E-mails, E-mails Everywhere and Not a One to Spam

It was brought to my attention the other day that there are some concerns about e-mail addresses published on our college’s web site and the effect it has on spam.  It turns out the filters here run through about 10,000,000 emails a day, about 7% of which are passed on as being actual, legitimate messages.  We are not a huge campus, but I’m going to guess that many of you would see a similar ratio.  Naturally, this has brought up conversation of obfuscating e-mail addresses.  We’ll set aside the “closing the gate after the horse got out” metaphor for now, because techniques can always help prevent spam from hitting new addresses, so at least that way we can lighten the load for our new users.

email_codeOf course, the ultimate e-mail obfuscation problem is how to do it accessibly.  By its very nature, if you are making information accessible to those without JavaScript, or with screen readers, etc, then you are publishing data in a fashion that can be picked up by spammers.  There are plenty of methods that work great, and I’d be happy to use them on my personal blog or such, but they simply aren’t feasible for a college trying to be 508 compliant (or otherwise, depending on if your state has its own guidelines as well).  If you have done any research on this topic, you have undoubtedly come across A List Apart’s article on this subject.  In a lot of ways, the conversation can start and end there, because they’ve broken the issue down to the atomic level, and reconstructed it as gold.  But, there are some other methods, and some other considerations I want to point out, especially because I’m in a non-PHP environment now, so I had to go another route to find a solution.

CSS (Code Direction)

This technique came to me by way of Silvan Mühlemann’s blog.  I think of any method, this is both the easiest and coolest, and it works in FireFox and IE6.  The problem is, it’s also the worst.  It relies on the idea that you can take a string, and with a CSS attribute reverse the flow of the information inside the selector and make it readable.  So, when you write the address, you say moc.elpmaxe@liame, and with CSS reverse it to be email@example.com.  The reason this is bad though is twofold.  First, you can’t make it clickable.  The CSS only works on content within the selector, so you can’t manipulate an href, and obviously putting the email in as a plain href is as bad as having it normal in the page in the first place.  Secondly, it breaks copy + paste, because copying the text causes you to copy from the source, which is backwards.  So pasting it pastes the original moc.elpmaxe@liame.  If you make the link not clickable, you darn sure better not break copying.  The bad part is that Mühlemann’s blog reported a 0% spam rate over a year and a half on an address encoded in this manner, so it appears to be great at stopping spam.

CSS (display:none)

This faces pretty much all the same problems as the other CSS technique, but instead relies on using a span inside an email address to hide a part and make it human readable: email@<span style="display:none;">I hate spam</span>example.com.  A user can read the address without issue, but still can’t copy it, and you still can’t make it a link.

Character Entity Encoding

This is the practice of taking an email address and encoding all the characters into HTML entity values, so email@example.com becomes &#101;&#109;&#097;&#105;&#108;&#064;&#101;&#120;&#097;&#109;&#112;&#108;&#101;&#046;&#099;&#111;&#109;.  This is better than having an email in plain text (affecting a 62% decrease in spam volume over plain text), and it allows you to make it clickable.  However, it’s straightforward enough that it comes in second behind plain text as the easiest to get past, though the decrease in spam volume was fairly significant.

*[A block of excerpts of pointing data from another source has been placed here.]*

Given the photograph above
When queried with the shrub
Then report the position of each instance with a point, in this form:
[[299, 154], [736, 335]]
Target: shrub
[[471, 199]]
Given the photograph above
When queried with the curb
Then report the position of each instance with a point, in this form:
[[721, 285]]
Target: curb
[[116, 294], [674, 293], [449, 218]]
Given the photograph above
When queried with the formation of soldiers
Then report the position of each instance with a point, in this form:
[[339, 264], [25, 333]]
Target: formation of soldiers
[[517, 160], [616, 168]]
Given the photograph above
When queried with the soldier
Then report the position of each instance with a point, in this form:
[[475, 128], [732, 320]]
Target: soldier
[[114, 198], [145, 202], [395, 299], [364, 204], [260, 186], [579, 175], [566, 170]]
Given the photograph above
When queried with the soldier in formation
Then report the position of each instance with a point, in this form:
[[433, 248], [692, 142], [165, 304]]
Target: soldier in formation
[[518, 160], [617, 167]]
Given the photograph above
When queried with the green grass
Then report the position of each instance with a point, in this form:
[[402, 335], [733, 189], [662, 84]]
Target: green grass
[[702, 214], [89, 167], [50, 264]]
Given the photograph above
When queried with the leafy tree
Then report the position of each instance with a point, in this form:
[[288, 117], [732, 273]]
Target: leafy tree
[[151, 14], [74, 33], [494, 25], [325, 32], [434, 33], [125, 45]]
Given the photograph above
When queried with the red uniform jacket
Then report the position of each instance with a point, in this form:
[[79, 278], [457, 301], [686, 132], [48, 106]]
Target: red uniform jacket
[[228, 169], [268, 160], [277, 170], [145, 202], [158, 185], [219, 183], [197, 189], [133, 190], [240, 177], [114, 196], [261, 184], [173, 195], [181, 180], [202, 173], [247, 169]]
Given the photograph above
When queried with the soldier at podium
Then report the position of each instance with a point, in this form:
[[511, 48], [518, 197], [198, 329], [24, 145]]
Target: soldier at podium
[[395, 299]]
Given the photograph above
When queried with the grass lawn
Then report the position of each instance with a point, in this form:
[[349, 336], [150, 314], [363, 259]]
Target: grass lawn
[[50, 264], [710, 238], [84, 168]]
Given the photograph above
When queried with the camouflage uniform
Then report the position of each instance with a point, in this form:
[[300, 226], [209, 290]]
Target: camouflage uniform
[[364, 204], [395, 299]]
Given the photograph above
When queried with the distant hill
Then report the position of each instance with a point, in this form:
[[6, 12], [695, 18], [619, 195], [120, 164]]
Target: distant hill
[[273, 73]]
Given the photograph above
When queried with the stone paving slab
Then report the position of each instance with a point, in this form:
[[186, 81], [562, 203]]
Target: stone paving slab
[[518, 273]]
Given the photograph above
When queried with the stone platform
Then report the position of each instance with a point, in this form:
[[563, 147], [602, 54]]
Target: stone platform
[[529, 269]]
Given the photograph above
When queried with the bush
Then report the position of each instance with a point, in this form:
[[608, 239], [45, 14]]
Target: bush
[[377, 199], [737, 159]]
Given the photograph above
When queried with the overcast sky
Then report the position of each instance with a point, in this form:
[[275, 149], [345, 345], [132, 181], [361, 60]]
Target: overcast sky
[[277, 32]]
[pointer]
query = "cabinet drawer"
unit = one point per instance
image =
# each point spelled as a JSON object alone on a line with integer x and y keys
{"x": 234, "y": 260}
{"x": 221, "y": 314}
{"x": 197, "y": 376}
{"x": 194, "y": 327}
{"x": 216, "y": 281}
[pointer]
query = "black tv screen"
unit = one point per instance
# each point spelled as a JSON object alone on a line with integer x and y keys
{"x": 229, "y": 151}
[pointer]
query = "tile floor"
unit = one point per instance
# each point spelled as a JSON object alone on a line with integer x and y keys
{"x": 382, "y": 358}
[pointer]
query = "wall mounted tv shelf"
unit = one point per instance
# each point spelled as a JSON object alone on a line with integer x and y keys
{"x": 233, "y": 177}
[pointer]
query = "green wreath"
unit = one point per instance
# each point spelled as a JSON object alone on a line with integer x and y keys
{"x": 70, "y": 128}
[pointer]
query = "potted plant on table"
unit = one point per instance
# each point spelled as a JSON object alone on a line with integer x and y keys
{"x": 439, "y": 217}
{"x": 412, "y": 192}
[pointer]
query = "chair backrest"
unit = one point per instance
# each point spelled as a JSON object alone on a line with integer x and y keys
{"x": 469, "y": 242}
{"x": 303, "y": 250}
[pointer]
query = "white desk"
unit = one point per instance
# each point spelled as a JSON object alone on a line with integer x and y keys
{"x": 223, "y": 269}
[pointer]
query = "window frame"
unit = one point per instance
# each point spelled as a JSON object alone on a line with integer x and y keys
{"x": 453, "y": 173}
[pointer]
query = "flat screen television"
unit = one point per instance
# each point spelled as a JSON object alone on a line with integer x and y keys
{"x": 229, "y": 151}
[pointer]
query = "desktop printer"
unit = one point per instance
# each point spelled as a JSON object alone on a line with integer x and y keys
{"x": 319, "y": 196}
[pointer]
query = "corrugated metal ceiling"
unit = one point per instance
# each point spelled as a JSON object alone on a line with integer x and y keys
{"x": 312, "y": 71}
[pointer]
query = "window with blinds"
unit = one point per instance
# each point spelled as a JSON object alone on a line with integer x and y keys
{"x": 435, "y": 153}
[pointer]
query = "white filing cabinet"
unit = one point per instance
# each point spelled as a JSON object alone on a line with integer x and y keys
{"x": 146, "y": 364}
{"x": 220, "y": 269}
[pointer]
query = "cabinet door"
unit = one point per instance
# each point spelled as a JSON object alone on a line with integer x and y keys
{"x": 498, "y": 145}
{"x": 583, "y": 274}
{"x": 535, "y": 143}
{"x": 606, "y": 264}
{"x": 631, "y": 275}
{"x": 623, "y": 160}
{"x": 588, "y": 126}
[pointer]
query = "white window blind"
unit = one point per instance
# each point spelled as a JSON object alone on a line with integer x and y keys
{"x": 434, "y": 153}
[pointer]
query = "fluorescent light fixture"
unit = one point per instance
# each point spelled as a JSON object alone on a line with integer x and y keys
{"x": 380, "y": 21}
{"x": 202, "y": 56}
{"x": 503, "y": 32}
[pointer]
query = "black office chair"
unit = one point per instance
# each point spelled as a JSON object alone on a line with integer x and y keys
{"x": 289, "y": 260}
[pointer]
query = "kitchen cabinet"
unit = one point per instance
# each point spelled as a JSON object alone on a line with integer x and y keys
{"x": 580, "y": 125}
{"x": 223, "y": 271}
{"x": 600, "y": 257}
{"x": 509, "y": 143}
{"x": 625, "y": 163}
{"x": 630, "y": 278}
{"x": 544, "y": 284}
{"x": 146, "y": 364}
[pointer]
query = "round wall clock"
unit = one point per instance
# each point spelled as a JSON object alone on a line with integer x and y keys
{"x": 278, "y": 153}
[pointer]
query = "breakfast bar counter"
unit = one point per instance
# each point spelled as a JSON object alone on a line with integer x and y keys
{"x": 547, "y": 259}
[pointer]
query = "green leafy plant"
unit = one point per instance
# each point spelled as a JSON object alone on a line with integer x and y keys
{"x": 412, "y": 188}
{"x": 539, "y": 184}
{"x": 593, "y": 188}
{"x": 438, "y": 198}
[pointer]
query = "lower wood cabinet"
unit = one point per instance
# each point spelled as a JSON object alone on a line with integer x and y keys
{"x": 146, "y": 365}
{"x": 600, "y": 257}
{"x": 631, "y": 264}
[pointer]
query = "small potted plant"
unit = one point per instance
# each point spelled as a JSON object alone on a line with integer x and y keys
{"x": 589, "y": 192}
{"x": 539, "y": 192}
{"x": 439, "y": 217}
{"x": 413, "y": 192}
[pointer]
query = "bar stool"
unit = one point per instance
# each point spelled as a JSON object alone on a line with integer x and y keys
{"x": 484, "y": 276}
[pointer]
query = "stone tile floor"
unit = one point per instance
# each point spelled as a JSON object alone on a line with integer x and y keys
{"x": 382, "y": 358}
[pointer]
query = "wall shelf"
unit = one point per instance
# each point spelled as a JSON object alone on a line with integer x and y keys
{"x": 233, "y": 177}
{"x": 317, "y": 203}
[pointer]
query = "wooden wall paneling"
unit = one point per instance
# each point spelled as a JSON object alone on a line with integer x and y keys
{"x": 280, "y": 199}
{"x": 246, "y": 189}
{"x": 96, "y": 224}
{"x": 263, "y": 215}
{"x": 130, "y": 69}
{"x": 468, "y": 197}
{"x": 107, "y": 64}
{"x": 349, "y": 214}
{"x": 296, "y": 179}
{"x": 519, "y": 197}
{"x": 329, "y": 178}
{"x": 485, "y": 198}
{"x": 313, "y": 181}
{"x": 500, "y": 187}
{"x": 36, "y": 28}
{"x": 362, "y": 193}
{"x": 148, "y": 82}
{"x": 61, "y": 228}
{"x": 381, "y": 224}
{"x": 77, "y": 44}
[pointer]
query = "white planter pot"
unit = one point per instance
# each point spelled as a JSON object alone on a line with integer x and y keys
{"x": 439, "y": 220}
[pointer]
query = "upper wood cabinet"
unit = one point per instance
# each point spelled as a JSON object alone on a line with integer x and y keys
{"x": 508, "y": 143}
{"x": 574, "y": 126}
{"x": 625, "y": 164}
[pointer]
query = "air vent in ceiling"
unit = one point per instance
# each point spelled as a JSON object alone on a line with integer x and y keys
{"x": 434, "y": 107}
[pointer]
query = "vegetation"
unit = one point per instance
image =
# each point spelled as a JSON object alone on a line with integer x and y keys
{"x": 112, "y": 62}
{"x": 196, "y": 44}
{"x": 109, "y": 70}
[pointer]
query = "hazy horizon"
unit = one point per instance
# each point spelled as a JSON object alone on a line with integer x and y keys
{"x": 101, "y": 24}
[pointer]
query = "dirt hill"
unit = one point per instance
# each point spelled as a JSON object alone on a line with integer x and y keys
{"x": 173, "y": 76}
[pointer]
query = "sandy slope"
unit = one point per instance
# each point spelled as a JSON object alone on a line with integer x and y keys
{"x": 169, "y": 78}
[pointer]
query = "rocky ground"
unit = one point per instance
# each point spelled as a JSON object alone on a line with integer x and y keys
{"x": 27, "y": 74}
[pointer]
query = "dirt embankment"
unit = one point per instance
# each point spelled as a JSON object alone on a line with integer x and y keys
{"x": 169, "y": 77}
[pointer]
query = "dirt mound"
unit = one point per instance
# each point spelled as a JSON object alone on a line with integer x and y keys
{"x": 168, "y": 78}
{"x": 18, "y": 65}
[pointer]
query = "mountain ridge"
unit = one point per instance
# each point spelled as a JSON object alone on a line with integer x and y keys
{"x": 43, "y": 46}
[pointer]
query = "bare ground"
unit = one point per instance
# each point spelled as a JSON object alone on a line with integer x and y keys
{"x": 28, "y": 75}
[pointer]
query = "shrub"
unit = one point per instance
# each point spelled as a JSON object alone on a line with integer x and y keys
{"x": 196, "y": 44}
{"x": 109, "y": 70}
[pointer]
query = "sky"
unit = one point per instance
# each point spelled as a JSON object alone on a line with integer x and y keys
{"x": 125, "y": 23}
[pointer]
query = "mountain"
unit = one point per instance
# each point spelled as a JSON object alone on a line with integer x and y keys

A similar, but alternative method that appears to reduce spam load by 92% over plain text is to mix in entities for the “@” and “.”, producing a mailto like email&#64;example&#46;com.  This is probably because the crawlers are set to ignore single occurrences of encoded entities, and with them there, the email doesn’t match an email pattern (at least until they get smart enough to match this pattern).

Both of these methods can be considered viable for accessibility purposes, and they make a big enough impact that one could serious consider employing them full time.

Insert Comments

Inserting comments results in addresses like email<!-- -->@<!-- @ -->example<!-- -->.<!-- . -->com.  This however fails the test to make the address clickable.  It is more effective than fully character encoding the address, but less so than selectively encoding the “@” and “.”, receiving about 444% more spam than that method.  Comments decrease spam by 11% over full on entity encoding of the address.

Build with Javascript

The process of using Javascript to concatenate the components of an email string is almost foolproof in its ability to trick spiders.  This relies on setting a couple variables and combining them all in a fashion similar to document.write("<a href=" + "mail" + "to:" + string1 + string2 + string3 + ">" + string4 + "</a>");.  But naturally this is a problem for those not using Javascript.  They would simply get no output where this is used, in other words, it doesn’t degrade gracefully.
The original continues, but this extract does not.